Afterward, defending champ Rafael Nadal, Andy Murray and Andy Roddick marched into tournament referee Brian Early’s office and complained about being rushed onto the courts prematurely.
“Walking out there, it was still misting,” Roddick said.
Tournament officials were hoping they could get at least 90 minutes of play time — the magic number necessary to provide ticket holders before the box office must issue new tickets.
Rain has played an unwelcome role throughout the past three championships, and now it's starting to become the signature of the tournament. For three consecutive years, the premiere match of the U.S. Open — the men’s singles final — has been washed out. And this year could make it four in a row.
(Photo: The last big rain on Arthur Ashe Stadium during maindraw play at the U.S. Open fell on the Sunday final in 2010/ by Nate Chura for WNYC)
The USTA, the American tennis federation that runs the Open, has come under heavy fire for not coming up with an effective game plan for the rain.
The U.S. Open is currently the only major tennis tournament in the world without, at least, plans of building a roof over its main show court. The Australian Open has had one for years. Wimbledon added one in 2009. And the French Open will install a retractable roof at Roland Garros by 2016. Here in New York, however, there are no such plans.
“At this point a roof on Arthur Ashe stadium remains technically complex and financially challenging. And we have no current plans for a roof on Arthur Ashe stadium," USTA spokesman Chris Widmaier told me Wednesday.
Could the US Open be moved to a more weather-friendly block on the calendar, say two weeks earlier? Widmaier said, to his knowledge, the idea has never been discussed.
“Weather wise,” said Widmaier, “historically, this is the time when we get the least amount of rain in New York. Obviously that pattern has changed over the last couple of years. However, we are not considering moving out of our timeslot as it currently exists.”
It may seem rash, but such changes to the major tournaments are not unprecedented. The Aussies moved their major all over the map. Until 1982 the Australian Open was played at Christmas time. Now it’s the first major of the year, beginning in mid-January.
Why can’t the U.S. make a similar adjustment?
While the players were waiting for a verdict on the weather, I spoke with 1988 U.S. Open champion Matts Wilander in the player’s lounge and asked him what he thought the hardest thing about moving the tournament on the calendar would be.

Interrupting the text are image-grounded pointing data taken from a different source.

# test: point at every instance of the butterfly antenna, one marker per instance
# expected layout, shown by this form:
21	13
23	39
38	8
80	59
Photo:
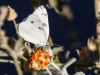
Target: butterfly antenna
57	45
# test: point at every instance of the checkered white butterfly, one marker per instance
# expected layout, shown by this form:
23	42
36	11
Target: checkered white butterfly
35	28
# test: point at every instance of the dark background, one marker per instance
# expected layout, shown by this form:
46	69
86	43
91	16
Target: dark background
83	26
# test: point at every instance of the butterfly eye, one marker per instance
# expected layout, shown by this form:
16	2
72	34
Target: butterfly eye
45	14
40	28
44	24
41	7
39	20
32	22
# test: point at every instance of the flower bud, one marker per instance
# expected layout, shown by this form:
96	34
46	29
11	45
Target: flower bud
92	44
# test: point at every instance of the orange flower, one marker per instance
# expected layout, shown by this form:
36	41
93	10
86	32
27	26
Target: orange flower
45	64
39	56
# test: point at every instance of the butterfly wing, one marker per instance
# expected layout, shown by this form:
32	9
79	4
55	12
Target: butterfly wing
29	33
41	13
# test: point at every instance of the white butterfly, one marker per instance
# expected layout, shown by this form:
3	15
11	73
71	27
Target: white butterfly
35	28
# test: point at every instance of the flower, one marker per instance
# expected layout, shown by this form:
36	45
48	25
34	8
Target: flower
3	14
98	28
92	44
12	14
83	53
41	58
79	73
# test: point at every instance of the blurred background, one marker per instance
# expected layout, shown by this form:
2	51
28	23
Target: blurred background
71	22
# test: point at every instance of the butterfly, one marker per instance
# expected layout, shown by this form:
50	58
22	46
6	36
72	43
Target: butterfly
35	28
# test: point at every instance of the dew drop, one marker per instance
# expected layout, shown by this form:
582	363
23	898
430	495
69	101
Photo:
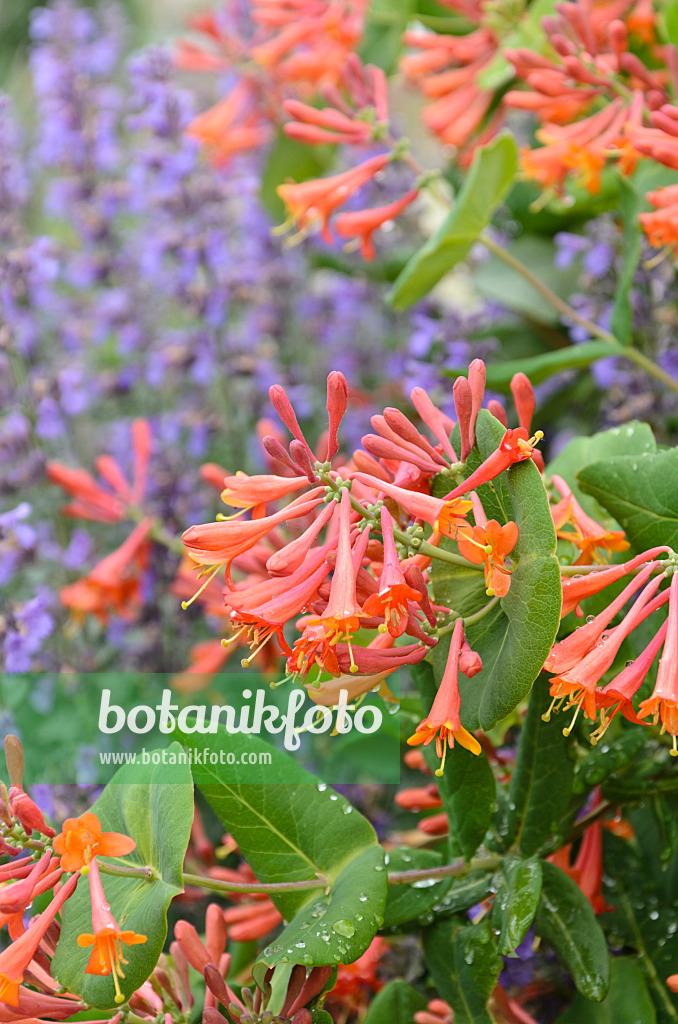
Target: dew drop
344	928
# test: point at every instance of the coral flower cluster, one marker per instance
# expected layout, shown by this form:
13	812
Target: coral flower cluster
583	658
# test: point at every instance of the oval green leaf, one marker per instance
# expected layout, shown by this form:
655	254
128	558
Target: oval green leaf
516	636
565	920
488	181
158	815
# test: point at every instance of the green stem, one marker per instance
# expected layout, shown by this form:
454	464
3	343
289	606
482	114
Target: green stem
127	870
217	886
460	866
624	351
430	551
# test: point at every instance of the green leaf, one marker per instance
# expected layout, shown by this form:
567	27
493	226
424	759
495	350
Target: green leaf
464	965
486	183
299	830
628	1000
540	368
515	637
396	1004
645	916
518	889
467	788
385	23
321	1017
499	282
463	894
565	920
641	493
158	815
407	903
631	204
542	781
670	17
289	160
633	438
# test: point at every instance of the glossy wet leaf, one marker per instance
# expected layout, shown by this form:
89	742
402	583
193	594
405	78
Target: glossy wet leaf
632	438
464	965
565	920
296	830
158	815
628	1000
406	903
641	493
488	181
395	1004
518	886
542	780
515	637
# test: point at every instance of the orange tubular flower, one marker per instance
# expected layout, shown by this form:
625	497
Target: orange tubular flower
14	960
310	201
515	445
342	616
661	226
113	587
443	514
81	840
107	938
234	125
443	722
245	492
490	544
216	544
587	535
94	502
577	589
663	705
391	599
363	223
578	685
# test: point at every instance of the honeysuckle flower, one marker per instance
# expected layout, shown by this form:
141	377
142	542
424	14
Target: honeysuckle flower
106	938
27	811
81	840
587	535
15	897
361	224
489	545
342	616
216	544
263	621
577	589
570	650
578	684
14	960
235	124
515	445
436	422
394	593
442	722
245	492
619	693
316	200
446	515
114	585
661	225
663	705
94	502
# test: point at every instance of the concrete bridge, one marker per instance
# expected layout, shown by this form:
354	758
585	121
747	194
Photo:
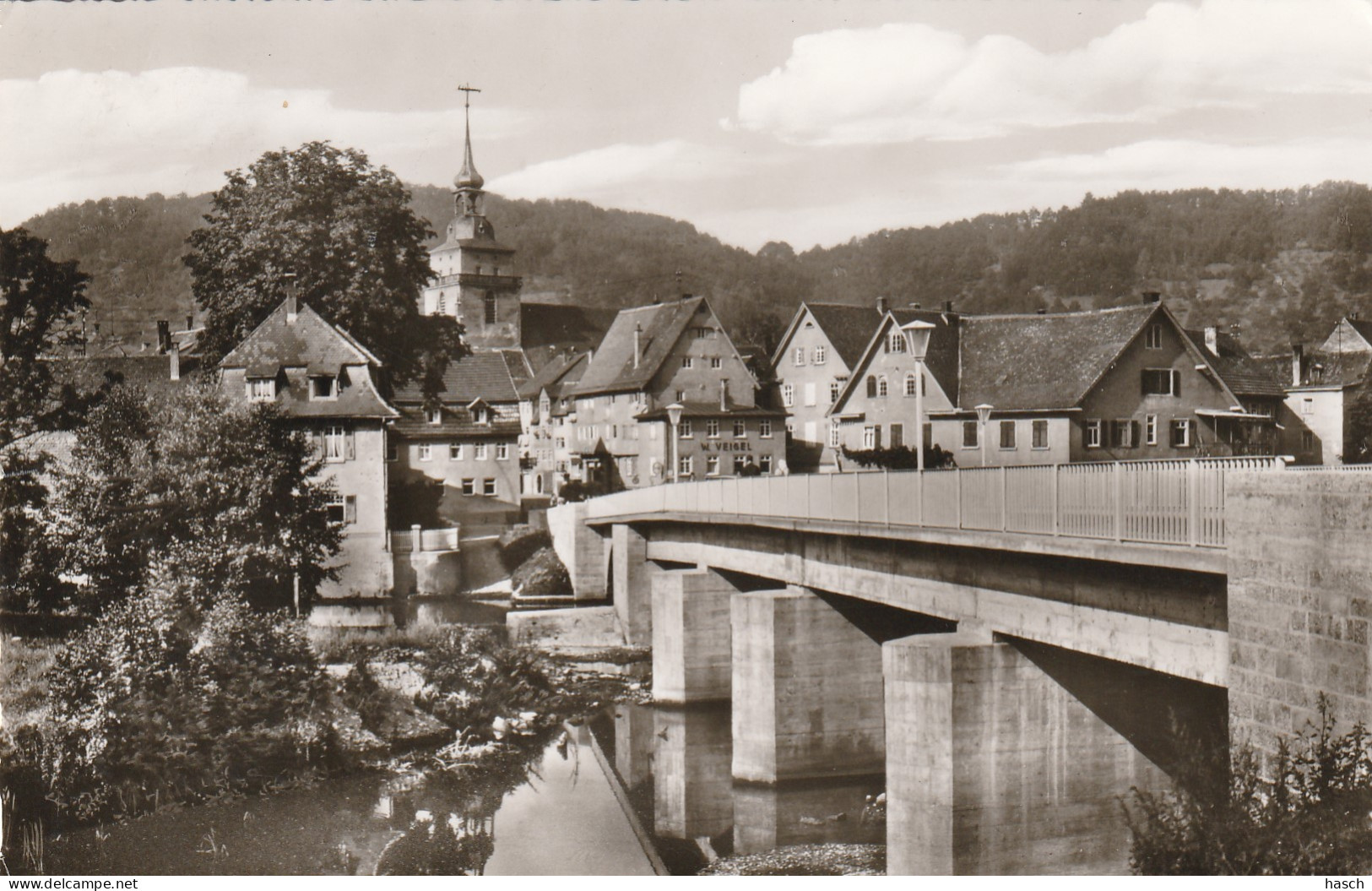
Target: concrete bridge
1013	649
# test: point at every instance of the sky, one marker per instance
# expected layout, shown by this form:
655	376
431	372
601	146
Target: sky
807	121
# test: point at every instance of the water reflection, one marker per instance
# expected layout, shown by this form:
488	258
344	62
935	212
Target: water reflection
676	765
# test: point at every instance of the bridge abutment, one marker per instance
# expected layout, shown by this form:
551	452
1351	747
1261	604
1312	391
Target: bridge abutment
807	689
691	638
994	768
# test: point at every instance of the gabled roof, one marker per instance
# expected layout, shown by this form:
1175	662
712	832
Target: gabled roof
940	357
1047	361
476	375
305	342
1242	372
662	324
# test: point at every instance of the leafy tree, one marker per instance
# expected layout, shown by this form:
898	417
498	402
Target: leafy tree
223	492
346	231
39	301
1304	812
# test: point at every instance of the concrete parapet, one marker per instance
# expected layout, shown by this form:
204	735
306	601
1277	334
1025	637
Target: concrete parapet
691	636
992	768
807	689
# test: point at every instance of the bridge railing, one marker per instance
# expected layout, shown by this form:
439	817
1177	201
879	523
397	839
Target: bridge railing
1170	503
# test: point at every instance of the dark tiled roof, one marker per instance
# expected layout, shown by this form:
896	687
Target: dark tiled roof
1240	372
1043	361
612	368
847	327
548	329
307	342
483	375
454	421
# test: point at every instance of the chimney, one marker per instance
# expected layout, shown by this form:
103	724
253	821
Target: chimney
292	307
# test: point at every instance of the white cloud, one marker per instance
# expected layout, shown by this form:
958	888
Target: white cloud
77	135
621	175
908	81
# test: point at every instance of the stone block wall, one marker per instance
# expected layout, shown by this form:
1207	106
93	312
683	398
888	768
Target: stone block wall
1299	550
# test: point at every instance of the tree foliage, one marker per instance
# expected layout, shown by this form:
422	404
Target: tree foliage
223	492
1302	813
346	231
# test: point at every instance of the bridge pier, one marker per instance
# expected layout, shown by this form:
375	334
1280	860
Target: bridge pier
994	768
691	636
807	689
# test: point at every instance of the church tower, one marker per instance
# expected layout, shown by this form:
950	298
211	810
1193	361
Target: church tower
474	274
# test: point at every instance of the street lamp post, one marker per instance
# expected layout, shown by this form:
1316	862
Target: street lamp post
917	342
983	416
674	415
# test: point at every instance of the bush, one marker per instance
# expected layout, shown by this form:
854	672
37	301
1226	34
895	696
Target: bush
1305	814
160	702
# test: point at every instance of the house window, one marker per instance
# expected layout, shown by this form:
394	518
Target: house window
335	443
261	388
1124	434
1161	382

“I think the logistical challenges are, they’d have to move Labor Day too, and that’s pretty hard," Wilander said.
But the fact remains, the climate for the U.S. Open has been adversarial for several years now and the tournament is losing the match.
“What they need to do is figure out a way to put a roof on this thing,” Wilander said, referring to Arthur Ashe stadium, “and they need to find a way to put a roof on another court, so they can have two courts. You could never finish the whole tournament, but at least you could finish the second week ... if you had two courts.”
We’ll see if anyone in charge heeds Coach Wilander’s advice.